Maize can be differentiated based on the composition of kernel starch into two types: normal maize and waxy maize. Starch of the normal maize endosperm is approximately 25% amylose and 75% amylopectin, whereas starch of the waxy maize endosperm consists of over 99% amylopectin. This study aimed to identify QTLs controlling amylose content in maize through association mapping with SSR and SNP markers and to identify candidate markers responsible for amylose content for MAS. Amylose content in Mo17 (female) and KW7 (male) was 14.4 ± 0.6 and 2.9 ± 0.6%, respectively. Moreover, the average value of amylose content for the 80 RIL population was 8.8 ± 0.7%, ranging from 2.1 to 15.9%. Based on the average value (8.8%) for the RIL population, we divided the population into two different groups: a low-amylose group and a high-amylose group. A dendrogram using UPGMA was used to detect clustering patterns for the 80 RIL population with 14,968 SSR and SNP markers, and the population was found to be clustered into three major groups. We used two different analyses—Q + K and PCA + K MLMs—and all the SNP and SSR markers detected in PCA + K MLM were overlapped with markers identified by Q + K MLM. Moreover, GRMZM2G118690-encoding BBR/BPC transcription factor controls seed development and is associated with the amylose content of rice. The umc2213 at GRMZM5G830776-encoding SNARE-interacting protein (KEULE) was significant, with a higher R2 value in two different methods.

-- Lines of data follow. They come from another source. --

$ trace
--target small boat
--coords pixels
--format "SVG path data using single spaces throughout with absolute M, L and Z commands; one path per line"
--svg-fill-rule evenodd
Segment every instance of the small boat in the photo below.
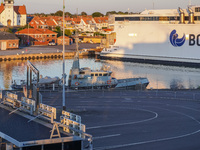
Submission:
M 118 84 L 116 88 L 127 88 L 135 90 L 143 90 L 148 86 L 149 81 L 147 78 L 128 78 L 128 79 L 118 79 Z
M 113 78 L 112 71 L 103 66 L 100 70 L 79 67 L 79 52 L 76 52 L 70 70 L 68 85 L 71 89 L 102 89 L 114 88 L 118 81 Z

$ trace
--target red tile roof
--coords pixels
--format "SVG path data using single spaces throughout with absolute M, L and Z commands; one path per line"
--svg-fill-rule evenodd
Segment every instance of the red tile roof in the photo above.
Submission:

SYN10618 and SYN10617 at GRMZM2G092296 were also significantly associated with amylose content. The uncharacterized marker PUT-163a-18172151-1376 is also statistically significantly associated with amylose content with high phenotypic variance. This study focused on amylose content using an RIL population derived from dent and waxy inbred lines. Future studies would be of benefit for investigating the physical linkage between starch synthesis genes using SNP and SSR markers, which would help to build a more detailed genetic map and provide new insights into gene regulation of agriculturally important traits in maize molecular breeding studies.

Author Contributions

K.J.S., H.P. and S.J.J. performed the experiment and analyzed the data. K.J.S. and J.K.L. wrote the manuscript and designed the experiments. All authors have read and agreed to the published version of the manuscript.

Funding

This study was supported by the National Research Foundation of Korea (NRF) funded by the Ministry of Education, Science and Technology (NRF-2021R1A6A1A03044242) and the Golden Seed Project (No. 213009-05-1-WT821, PJ012650012017), Ministry of Agriculture, Food, and Rural Affairs (MAFRA), Ministry of Oceans and Fisheries (MOF), Korea Forest Service (KFS), Republic of Korea.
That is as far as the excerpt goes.